Dr. Fan Liang has 2 very recent journal article announcements. The paper, titled The Effects of Flagging Propaganda Sources on News Sharing: Quasi-Experimental Evidence from Twitter, was published in The International Journal of Press/Politics.
Abstract
While research on flagging misinformation and disinformation has received much attention, we know very little about how the flagging of propaganda sources could affect news sharing on social media. Using a quasi-experimental design, we test the effect of source flagging on people’s actual sharing behaviors. By analyzing tweets (N = 49,126) posted by 30 China’s media accounts before and after Twitter’s practice of labeling state-affiliated media, we reveal the corrective role that flagging plays in preventing people’s sharing of information from propaganda sources. The findings suggest that the corrective effect occurs immediately after these accounts are labeled as state-affiliated media and it leads to a long-term reduction in news sharing, particularly for political content. The results contribute to the understanding of how flagging efforts affect user engagement in real-world conversations and highlight that the effect of corrective measures takes place in a dynamic process.

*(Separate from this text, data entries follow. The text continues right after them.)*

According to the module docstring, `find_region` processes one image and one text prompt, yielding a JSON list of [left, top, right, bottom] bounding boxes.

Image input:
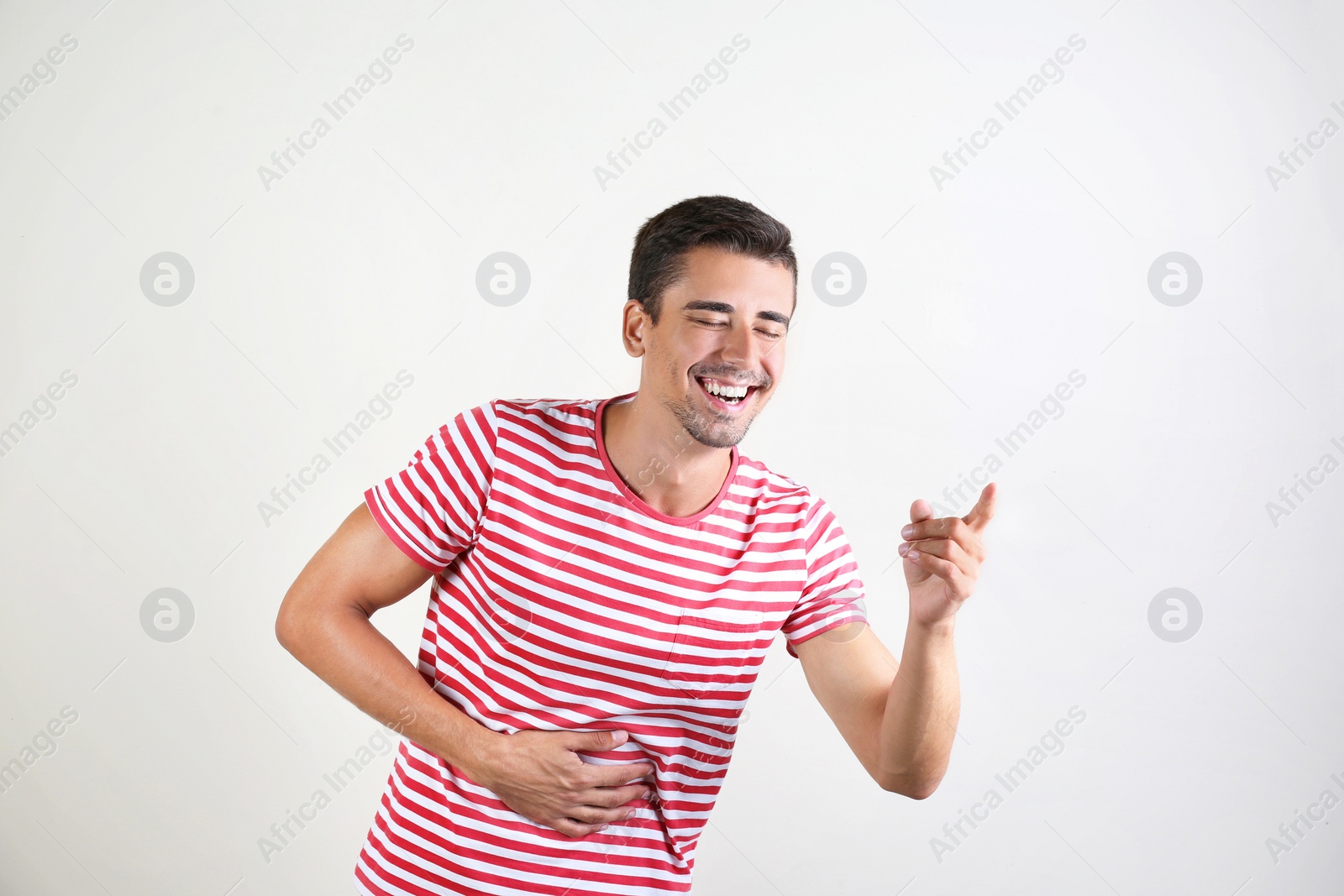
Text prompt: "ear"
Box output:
[[621, 298, 650, 358]]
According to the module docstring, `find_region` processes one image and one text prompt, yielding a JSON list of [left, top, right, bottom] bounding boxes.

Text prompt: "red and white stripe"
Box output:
[[354, 394, 867, 896]]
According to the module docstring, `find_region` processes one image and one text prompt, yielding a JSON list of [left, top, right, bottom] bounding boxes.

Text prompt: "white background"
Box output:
[[0, 0, 1344, 896]]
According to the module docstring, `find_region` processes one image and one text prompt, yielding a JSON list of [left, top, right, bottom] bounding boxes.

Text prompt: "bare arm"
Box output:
[[795, 482, 997, 799], [276, 504, 654, 837], [276, 504, 502, 779], [797, 622, 961, 799]]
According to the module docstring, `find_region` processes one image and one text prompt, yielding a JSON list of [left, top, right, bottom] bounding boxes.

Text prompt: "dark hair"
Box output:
[[629, 196, 798, 324]]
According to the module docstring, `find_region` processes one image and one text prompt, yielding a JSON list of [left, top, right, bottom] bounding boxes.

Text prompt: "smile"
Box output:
[[695, 376, 759, 411]]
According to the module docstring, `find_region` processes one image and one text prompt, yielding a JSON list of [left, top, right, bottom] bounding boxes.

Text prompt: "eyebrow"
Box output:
[[681, 300, 789, 329]]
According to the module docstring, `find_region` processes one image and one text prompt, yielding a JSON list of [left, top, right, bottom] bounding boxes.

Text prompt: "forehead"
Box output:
[[669, 246, 793, 313]]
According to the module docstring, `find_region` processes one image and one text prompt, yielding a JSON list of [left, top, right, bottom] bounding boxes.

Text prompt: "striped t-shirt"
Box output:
[[354, 392, 867, 896]]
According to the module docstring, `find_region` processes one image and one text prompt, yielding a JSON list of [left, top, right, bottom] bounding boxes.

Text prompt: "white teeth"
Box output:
[[701, 380, 748, 399]]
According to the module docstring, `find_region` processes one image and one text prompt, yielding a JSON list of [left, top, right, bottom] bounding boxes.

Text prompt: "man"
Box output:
[[276, 196, 995, 896]]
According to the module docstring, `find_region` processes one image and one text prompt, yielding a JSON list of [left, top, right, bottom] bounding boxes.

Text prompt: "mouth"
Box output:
[[695, 376, 761, 414]]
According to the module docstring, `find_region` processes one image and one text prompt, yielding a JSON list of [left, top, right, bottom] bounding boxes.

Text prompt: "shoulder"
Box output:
[[737, 451, 820, 518]]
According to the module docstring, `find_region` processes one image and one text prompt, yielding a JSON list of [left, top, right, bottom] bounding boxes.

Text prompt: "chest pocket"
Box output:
[[663, 607, 771, 700]]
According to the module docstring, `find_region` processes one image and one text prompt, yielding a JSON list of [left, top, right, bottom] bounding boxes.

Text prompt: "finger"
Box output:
[[963, 482, 999, 533], [596, 762, 654, 787], [898, 538, 979, 575], [900, 516, 972, 542], [576, 783, 654, 809], [551, 818, 605, 840], [906, 551, 963, 592], [910, 498, 932, 522]]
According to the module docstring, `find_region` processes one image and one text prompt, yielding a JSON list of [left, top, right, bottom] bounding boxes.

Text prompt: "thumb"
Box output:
[[570, 728, 627, 750]]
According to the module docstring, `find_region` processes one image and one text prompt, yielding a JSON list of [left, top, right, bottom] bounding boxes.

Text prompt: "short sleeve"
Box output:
[[782, 495, 869, 657], [365, 403, 497, 572]]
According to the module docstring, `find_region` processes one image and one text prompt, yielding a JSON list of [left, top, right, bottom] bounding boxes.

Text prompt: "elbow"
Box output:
[[276, 595, 304, 657]]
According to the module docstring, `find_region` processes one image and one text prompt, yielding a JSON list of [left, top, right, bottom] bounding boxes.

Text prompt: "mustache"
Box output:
[[690, 368, 774, 388]]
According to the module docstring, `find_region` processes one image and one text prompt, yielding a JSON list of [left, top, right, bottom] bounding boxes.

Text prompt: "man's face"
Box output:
[[643, 246, 795, 448]]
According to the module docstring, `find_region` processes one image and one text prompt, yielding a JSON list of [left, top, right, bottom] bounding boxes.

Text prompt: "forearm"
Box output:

The other paper, titled The making of “good” citizens: China’s Social Credit Systems and infrastructures of social quantification, was published in Policy & Internet.
Abstract
This article examines citizen scoring in China’s Social Credit Systems (SCSs). Focusing on 50 municipal cases that potentially cover 210 million population, we analyze how state actors quantify social and economic life into measurable and comparable metrics and discuss the implications of SCSs through the lens of social quantification. Our results illustrate that the SCSs are envisioned and designed as social quantification practices including two facets: a normative apparatus encouraging “good” citizens and social morality, and a regulative apparatus disciplining “deviant” behaviors and enforcing social management. We argue that the SCSs illustrate the significant shift in which state actors increasingly become data processors whereas citizens are reconfigured as datafied subjects that can be measured, compared, and governed. We suggest that the SCSs function as infrastructures of social quantification for enforcing social management, constructing differences, and nudging people towards desired behaviors defined by the state.